Brandi Carlile: Exclusive Iowa Symphony Show
Incomparable singer-songwriter Brandi Carlile returns to our stage in an exclusive Midwest appearance – her only orchestra performance in the region this year – for a show the Seattle Times called a ‘stirring, lush delight.’
“If you start a band with me, I’ll get us signed and on the road within a year” … Not only did the determined, confident and tenacious 22-year-old Brandi Carlile come through with her promise to twin brothers and initially reluctant band members Phil and Tim Hanseroth, but she also exceeded their expectations. Carlile landed the prophesied record deal with Columbia Records one year later and with the guidance of producer Rick Rubin, they recorded and released their eponymous debut album in early 2005. “The Twins were local heroes to me, I used to go and watch them play live when they were in The Fighting Machinists, I thought they were cool but more importantly great singers and songwriters.” It was a partnership that would see Brandi Carlile and Tim and Phil Hanseroth sharing everything from the stage, songwriting and production credits and all creative business decisions, to bunk beds, road pranks, swine flu, confined spaces and dirty t-shirts too.

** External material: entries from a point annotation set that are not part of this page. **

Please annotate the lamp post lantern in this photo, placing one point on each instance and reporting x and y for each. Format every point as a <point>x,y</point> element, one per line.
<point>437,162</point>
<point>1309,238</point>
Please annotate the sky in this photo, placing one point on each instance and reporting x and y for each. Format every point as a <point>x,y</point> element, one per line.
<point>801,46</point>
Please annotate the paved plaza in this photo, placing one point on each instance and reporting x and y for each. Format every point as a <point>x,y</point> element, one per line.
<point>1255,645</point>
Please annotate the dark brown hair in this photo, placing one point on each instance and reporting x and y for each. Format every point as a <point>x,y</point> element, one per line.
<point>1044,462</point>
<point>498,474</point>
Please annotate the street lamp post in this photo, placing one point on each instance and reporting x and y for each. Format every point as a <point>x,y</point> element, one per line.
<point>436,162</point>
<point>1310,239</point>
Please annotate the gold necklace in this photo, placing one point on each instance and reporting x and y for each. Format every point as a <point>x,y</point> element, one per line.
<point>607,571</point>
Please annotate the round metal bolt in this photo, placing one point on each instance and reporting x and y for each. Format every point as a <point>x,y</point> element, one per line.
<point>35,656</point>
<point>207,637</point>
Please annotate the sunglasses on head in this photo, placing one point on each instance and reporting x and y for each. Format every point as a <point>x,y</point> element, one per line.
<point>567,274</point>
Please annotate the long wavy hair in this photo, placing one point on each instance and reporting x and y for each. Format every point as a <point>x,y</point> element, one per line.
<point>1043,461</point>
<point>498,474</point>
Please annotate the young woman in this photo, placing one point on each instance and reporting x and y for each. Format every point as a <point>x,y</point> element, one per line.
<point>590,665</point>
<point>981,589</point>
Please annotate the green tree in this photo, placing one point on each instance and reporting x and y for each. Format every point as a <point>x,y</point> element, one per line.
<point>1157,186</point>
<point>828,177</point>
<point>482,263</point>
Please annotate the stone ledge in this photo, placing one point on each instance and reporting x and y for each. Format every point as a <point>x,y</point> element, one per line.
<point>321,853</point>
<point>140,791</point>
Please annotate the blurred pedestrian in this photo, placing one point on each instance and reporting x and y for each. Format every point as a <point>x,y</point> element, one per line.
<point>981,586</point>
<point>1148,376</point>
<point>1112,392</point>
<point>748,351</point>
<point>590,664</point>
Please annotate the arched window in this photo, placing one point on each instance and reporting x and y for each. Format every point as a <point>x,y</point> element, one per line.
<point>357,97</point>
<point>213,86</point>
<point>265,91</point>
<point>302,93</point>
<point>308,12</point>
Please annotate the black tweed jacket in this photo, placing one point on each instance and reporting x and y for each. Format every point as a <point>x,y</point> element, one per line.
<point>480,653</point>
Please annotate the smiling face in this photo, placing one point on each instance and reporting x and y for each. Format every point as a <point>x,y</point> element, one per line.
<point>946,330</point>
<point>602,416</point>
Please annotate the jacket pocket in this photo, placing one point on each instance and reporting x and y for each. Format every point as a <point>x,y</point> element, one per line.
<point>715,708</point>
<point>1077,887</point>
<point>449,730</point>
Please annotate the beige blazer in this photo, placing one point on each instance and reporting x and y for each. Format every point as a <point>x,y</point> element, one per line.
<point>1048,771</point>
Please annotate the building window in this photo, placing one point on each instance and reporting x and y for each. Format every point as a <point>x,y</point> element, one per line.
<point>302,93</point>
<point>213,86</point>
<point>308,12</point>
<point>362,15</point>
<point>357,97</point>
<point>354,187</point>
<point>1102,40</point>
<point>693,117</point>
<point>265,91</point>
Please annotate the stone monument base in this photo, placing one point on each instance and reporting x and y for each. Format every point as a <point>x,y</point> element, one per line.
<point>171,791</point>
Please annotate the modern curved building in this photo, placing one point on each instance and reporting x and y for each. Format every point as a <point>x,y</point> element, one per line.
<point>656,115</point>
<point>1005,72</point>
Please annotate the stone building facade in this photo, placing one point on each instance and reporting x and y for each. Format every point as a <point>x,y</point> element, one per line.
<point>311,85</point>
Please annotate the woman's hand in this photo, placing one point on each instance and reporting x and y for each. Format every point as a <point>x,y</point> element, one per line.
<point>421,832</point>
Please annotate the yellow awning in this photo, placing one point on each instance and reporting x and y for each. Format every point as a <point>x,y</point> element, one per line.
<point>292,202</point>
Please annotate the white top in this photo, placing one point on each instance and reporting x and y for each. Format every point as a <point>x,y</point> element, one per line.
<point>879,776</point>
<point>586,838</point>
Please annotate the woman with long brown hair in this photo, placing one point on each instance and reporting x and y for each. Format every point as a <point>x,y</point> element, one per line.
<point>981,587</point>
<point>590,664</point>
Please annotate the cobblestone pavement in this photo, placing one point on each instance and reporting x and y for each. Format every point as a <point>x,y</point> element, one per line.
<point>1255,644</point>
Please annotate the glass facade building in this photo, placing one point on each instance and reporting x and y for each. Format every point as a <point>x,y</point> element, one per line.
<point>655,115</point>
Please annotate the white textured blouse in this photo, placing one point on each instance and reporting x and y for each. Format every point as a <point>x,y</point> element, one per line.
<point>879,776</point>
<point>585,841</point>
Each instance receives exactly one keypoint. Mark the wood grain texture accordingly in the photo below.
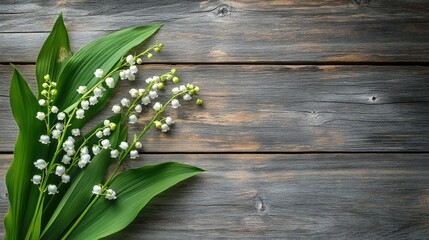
(281, 108)
(335, 196)
(233, 30)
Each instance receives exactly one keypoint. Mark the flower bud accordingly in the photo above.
(160, 86)
(158, 124)
(42, 102)
(176, 80)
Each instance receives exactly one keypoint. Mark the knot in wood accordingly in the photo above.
(362, 2)
(260, 205)
(223, 10)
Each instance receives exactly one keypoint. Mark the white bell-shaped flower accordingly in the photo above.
(105, 143)
(75, 132)
(187, 97)
(110, 82)
(41, 116)
(44, 139)
(52, 189)
(157, 106)
(60, 170)
(175, 103)
(54, 109)
(98, 92)
(81, 90)
(96, 190)
(165, 127)
(138, 108)
(66, 159)
(169, 120)
(153, 94)
(99, 134)
(96, 149)
(93, 100)
(36, 179)
(80, 113)
(84, 104)
(125, 102)
(106, 131)
(110, 194)
(98, 73)
(134, 154)
(40, 164)
(130, 59)
(65, 178)
(123, 145)
(61, 116)
(145, 100)
(132, 119)
(56, 134)
(175, 90)
(116, 108)
(114, 153)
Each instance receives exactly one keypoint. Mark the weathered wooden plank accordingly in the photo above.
(281, 108)
(231, 31)
(316, 196)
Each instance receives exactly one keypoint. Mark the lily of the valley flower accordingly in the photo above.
(96, 190)
(98, 73)
(134, 154)
(52, 189)
(175, 103)
(45, 139)
(110, 194)
(36, 179)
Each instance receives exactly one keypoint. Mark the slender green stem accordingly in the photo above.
(80, 217)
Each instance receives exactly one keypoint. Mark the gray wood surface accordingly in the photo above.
(316, 116)
(282, 108)
(309, 196)
(237, 31)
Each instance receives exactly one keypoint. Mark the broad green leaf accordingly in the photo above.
(104, 53)
(134, 189)
(54, 54)
(78, 194)
(22, 193)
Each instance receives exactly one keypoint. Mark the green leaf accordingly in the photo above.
(22, 193)
(104, 53)
(53, 55)
(134, 189)
(75, 198)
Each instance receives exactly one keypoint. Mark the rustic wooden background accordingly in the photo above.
(316, 115)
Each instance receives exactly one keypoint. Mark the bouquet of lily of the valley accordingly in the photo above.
(59, 185)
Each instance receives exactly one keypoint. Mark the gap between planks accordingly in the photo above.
(268, 63)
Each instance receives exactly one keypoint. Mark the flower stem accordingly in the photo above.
(80, 217)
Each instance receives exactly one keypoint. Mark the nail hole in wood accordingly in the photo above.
(223, 10)
(260, 205)
(362, 2)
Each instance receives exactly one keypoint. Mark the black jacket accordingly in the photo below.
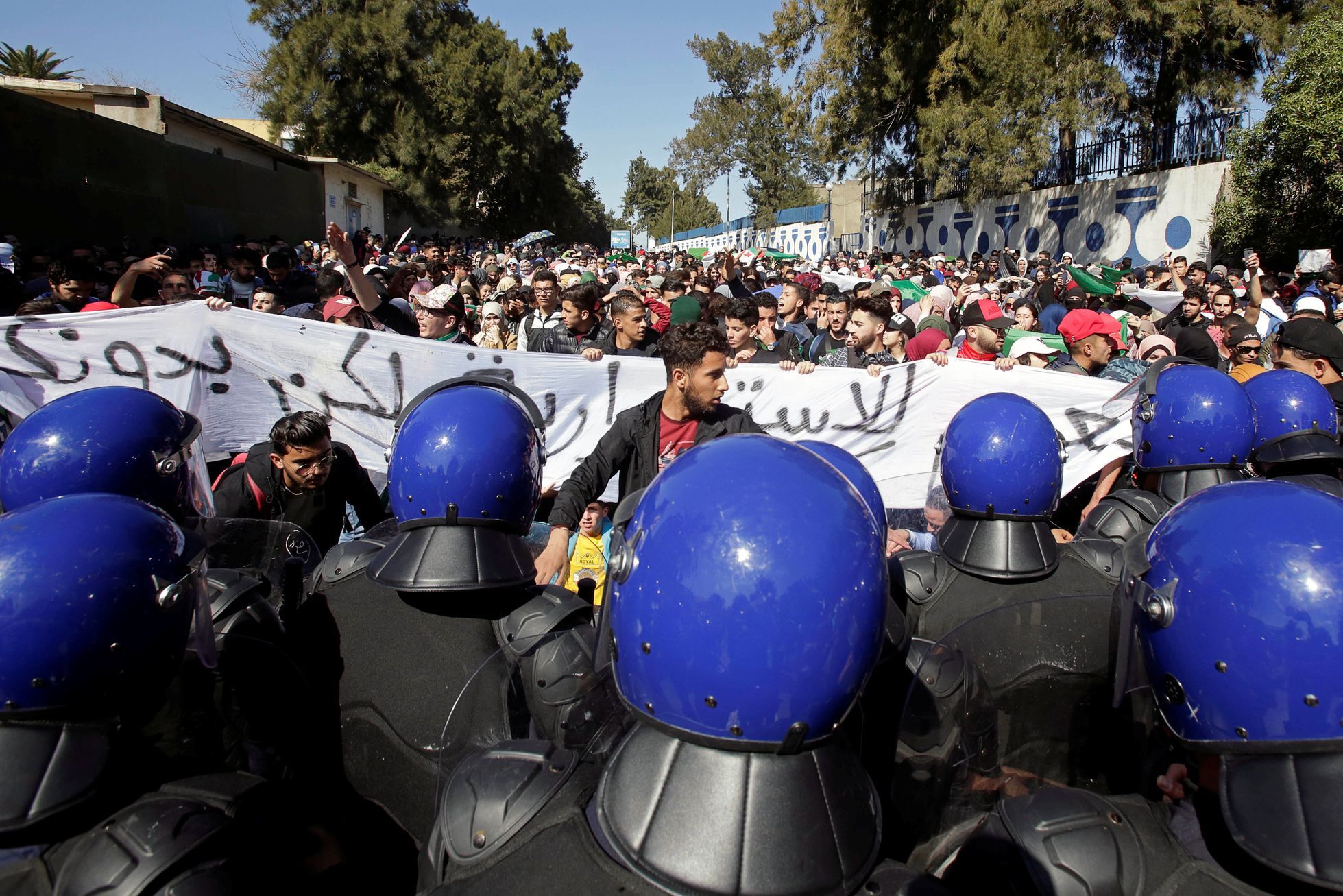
(630, 448)
(254, 491)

With the recent release of Carlile’s 5th major label album release Bear Creek and after almost a decade of extensive touring, the trio and self-confessed “road dogs” and “dirty pioneers” are back with a bang. But it’s not record sales, industry accolades or commercial success that make Brandi Carlile a uniquely compelling artist; in fact some would say she has purposely gone out of her way to avoid it, “I would never write commercially or dress commercially or behave in any way that would inspire mainstream success”. It’s tales from the road, where she and the twins have spent the best part of their careers building Carlile’s fan base and audience, whilst remaining under the industry radar, that tells you the story of who she really is.
“I’ve been singing and performing music since I was seven, so I don’t ever remember making a conscious decision to be a musician. I would’ve had to have made a conscious decision NOT to be a musician” Throughout her late teens Carlile had already built up a local fan base in her home city of Seattle through hard work, determination and an unwavering belief in her talent. Blessed with a truly remarkable voice and an innate gift for performing, she always believed she was destined to be a great singer. She would hone her skills by studying and listening to her favorite vocalists, experimenting and testing the boundaries of her voice to see how long she could hold out a note, and how loud and high she could sing. “I wanted to learn to scream my head off like Thom Yorke and yodel like Patsy Cline”. Carlile busked, played coffee houses and persuaded local business owners to give her residencies by guaranteeing the venues would reach their full capacity on the nights she appeared. Carlile recalls how she would personally ensure her fans attended her gigs. “I passed around mailing lists to my audiences and I would take their numbers and call them myself on the day of my next gig to make sure they would turn up.” And turn up they did and still do, except now they number in the thousands.
Over the last eight years Carlile has enjoyed groundbreaking success, headlining and selling out major shows and venues across the United States and the rest of the world. Working her way up from playing acoustic at Medin’s Ravioli Station and busking at Pikes Place Market, to fronting her six-piece band at The Ryman Auditorium and leading a symphony at Benaroya Hall; Carlile has earned her reputation as a fearless and consummate performer who is undoubtedly in a class of her own.
Collaborators at heart, Carlile and The Twins have written, produced, recorded and shared the stage and with “anyone we can get to sing with us”, touring with friends Ray Lamontage, The Avett Brothers and Dave Matthews, who refers to Carlile affectionately as “a big fat trumpet head”. Sheryl Crow, somewhat more eloquently, describes Carlile’s voice as “the most amazing voice I may have ever heard. Soulful. Country. Perfect in every way…. and propelled by taste.”
Firm believers that artists in the public eye have a social and moral responsibility to promote and marry humanitarian efforts with their musical agenda, Carlile and The Twins have used their success on the road to fund The Looking Out Foundation. Founded in 2008, the foundation serves the chronically underserved through its ongoing philanthropic efforts and involvement with social issues. Brandi Carlile and her fans donate $1 from every concert ticket sold to The Looking Out Foundation, channeling hundreds of thousands of dollars and resources to organizations that support the arts, women, public health, the hungry and the homeless. Carlile is particularly proud of co-founding The Fight The Fear Campaign, a community-oriented violence prevention initiative. “It really isn’t about fighting other people, it’s about respecting the fact that you yourself are worth fighting for.” In true trailblazer style, she and the Twins hope to expand their outreach through music, and make a positive impact on the world for many years to come.